I will obviously need to fix the bug soon.

mccraigmccraig19:12:18

i'm stuck on 0.9 atm - so it may already have been fixed

mccraigmccraig19:12:18

i've got an upgrade to 0.12 in the pipeline, but until we move to our new cluster with more recent docker & kafka it's 0.9

mccraigmccraig19:12:59

ok, i'll try dropping the batch size

lucasbradstreet19:12:16

Oh, I didn’t realise that.

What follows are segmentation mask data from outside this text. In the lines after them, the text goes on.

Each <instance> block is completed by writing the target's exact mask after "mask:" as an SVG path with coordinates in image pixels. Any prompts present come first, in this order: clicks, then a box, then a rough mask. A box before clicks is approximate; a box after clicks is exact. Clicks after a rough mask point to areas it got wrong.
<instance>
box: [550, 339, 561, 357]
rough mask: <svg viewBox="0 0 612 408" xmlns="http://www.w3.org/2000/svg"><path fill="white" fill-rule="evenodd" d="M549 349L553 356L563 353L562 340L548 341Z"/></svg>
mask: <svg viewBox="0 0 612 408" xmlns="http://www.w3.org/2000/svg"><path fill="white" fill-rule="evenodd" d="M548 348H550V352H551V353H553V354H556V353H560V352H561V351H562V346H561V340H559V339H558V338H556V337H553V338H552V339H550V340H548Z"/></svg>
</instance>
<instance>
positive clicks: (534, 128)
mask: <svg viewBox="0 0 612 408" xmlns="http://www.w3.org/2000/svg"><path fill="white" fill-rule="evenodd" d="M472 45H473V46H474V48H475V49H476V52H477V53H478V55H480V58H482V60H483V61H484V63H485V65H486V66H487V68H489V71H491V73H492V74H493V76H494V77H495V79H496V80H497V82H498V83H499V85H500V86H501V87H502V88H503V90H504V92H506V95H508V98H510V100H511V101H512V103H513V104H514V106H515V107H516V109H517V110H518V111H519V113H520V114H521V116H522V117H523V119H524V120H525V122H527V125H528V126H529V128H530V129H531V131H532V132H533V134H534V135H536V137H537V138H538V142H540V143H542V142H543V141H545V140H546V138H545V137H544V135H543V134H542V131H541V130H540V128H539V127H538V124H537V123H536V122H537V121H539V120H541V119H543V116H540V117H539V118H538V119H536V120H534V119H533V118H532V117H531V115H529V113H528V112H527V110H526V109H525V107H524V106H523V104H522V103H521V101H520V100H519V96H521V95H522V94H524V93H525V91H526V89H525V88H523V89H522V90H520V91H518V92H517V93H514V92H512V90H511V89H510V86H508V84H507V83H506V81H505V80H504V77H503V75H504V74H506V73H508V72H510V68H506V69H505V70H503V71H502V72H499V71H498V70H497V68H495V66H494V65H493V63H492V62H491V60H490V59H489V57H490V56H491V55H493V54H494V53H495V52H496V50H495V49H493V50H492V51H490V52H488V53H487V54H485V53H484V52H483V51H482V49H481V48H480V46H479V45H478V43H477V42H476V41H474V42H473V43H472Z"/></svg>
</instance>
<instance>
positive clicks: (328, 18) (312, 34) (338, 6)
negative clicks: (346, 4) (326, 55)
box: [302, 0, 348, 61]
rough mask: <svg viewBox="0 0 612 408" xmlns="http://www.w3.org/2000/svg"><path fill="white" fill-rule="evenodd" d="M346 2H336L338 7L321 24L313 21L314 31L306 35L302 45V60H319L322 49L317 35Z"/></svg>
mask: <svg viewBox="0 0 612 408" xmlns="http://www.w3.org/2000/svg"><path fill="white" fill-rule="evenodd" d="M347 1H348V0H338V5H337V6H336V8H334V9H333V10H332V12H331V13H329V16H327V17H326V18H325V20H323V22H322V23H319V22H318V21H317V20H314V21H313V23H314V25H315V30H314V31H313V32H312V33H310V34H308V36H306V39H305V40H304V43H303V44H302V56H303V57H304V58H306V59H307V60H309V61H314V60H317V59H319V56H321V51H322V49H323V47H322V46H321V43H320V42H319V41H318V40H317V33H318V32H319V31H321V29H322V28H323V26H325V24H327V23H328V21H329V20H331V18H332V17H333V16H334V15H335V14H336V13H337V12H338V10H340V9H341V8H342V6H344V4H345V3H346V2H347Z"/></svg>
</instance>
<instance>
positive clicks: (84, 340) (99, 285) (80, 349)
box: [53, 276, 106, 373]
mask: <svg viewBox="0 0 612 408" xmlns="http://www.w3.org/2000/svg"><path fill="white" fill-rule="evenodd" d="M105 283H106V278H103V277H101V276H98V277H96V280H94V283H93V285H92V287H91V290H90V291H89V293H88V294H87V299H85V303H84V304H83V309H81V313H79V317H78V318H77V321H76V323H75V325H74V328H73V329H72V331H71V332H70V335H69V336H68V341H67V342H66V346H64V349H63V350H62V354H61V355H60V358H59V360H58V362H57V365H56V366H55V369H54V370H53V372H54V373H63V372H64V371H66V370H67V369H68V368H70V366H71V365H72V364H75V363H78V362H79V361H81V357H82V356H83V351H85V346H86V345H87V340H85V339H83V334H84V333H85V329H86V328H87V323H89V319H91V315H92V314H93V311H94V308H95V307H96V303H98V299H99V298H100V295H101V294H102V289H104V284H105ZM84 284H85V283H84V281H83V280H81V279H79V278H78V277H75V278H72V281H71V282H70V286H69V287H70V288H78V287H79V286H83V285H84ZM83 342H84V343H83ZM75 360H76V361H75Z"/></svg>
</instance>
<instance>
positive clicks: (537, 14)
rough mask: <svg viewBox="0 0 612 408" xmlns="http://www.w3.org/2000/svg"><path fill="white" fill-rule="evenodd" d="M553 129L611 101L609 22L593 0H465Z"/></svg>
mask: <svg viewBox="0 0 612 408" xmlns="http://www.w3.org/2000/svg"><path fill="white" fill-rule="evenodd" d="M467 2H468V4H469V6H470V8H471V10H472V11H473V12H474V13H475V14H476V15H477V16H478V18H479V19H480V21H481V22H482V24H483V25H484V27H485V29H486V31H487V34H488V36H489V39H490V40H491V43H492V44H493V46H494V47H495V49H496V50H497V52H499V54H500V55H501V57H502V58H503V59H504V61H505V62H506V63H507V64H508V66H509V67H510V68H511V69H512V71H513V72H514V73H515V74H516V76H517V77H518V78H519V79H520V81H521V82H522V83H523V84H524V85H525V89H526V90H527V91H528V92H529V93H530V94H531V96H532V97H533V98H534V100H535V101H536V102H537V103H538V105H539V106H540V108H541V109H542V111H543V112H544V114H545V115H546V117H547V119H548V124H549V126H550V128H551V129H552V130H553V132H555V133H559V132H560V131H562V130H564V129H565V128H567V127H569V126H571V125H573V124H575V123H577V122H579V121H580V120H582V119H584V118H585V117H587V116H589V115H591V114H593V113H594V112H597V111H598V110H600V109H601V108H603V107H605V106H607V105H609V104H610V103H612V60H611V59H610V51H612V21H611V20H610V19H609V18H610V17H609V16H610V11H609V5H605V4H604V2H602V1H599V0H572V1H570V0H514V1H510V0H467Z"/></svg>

Yes, it’s almost definitely fixed, because I did add support for re-batching messages based on message sizes

lucasbradstreet19:12:39

Batch sizes on the receiving task won’t help on 0.9, because that was part of the same feature

lucasbradstreet19:12:20

Best you can do is reduce the batch sizes on the task that is generating all of these fan out messages, and maybe increasing the aeron channel sizes (didn’t suggest that before because I forgot you were running 0.9)

mccraigmccraig21:12:51

ah - the batch size on the tasks generating the fan-out is already 1, so not much scope for reducing there

mccraigmccraig21:12:29

how do i increaese the aeron channel sizes @lucasbradstreet? i can't see anything in http://www.onyxplatform.org/docs/cheat-sheet/latest/

lucasbradstreet21:12:43

You can increase aeron.term.buffer.length via a java property, see https://github.com/real-logic/Aeron/wiki/Configuration-Options

lucasbradstreet21:12:57

There’s a peer-config option for it in 0.12.

lucasbradstreet21:12:06

The other suggestion I would have is to decrease onyx/max-pending to backpressure more

lucasbradstreet21:12:15

If it’s large and you have high fan out, it will get very bad very quick.

mccraigmccraig21:12:03

i'm not setting onyx/max-pending anywhere in my project, so it must be defaulting

lucasbradstreet21:12:20

Yeah, 10000 is the default, which means 10000 messages at the input source can be outstanding at any time, each with their own fan outs

mccraigmccraig21:12:40

our input message throughput is not very high - rarely above 10 messages a second i think, but our fanout can easily be 20k per message and getting larger

lucasbradstreet21:12:24

Yeah, this is going to be a really tough case for onyx 0.9

lucasbradstreet21:12:39

If your fanout is that big then you should probably reduce batch sizes, reduce max-pending to maybe even 1

lucasbradstreet21:12:47

and increase the channel sizes

lucasbradstreet21:12:02

but I would recommend moving over to 0.12, as it is much better at handing these situations.

mccraigmccraig21:12:33

i'll be on 0.12 soon - in a month or so... migrating to an all-new dc/os based cluster isn't something i want to rush though

lucasbradstreet21:12:09

Understood, which is why I’m trying to give you some short term workarounds 🙂

lucasbradstreet21:12:34

Reducing max-pending way, way down, and reducing batch sizes are the best bet.

lucasbradstreet21:12:49

If your fan out is that large it probably won’t hurt performance. I just can’t guarantee that it won’t pop up again

mccraigmccraig22:12:22

your help is much appreciated @lucasbradstreet - thank you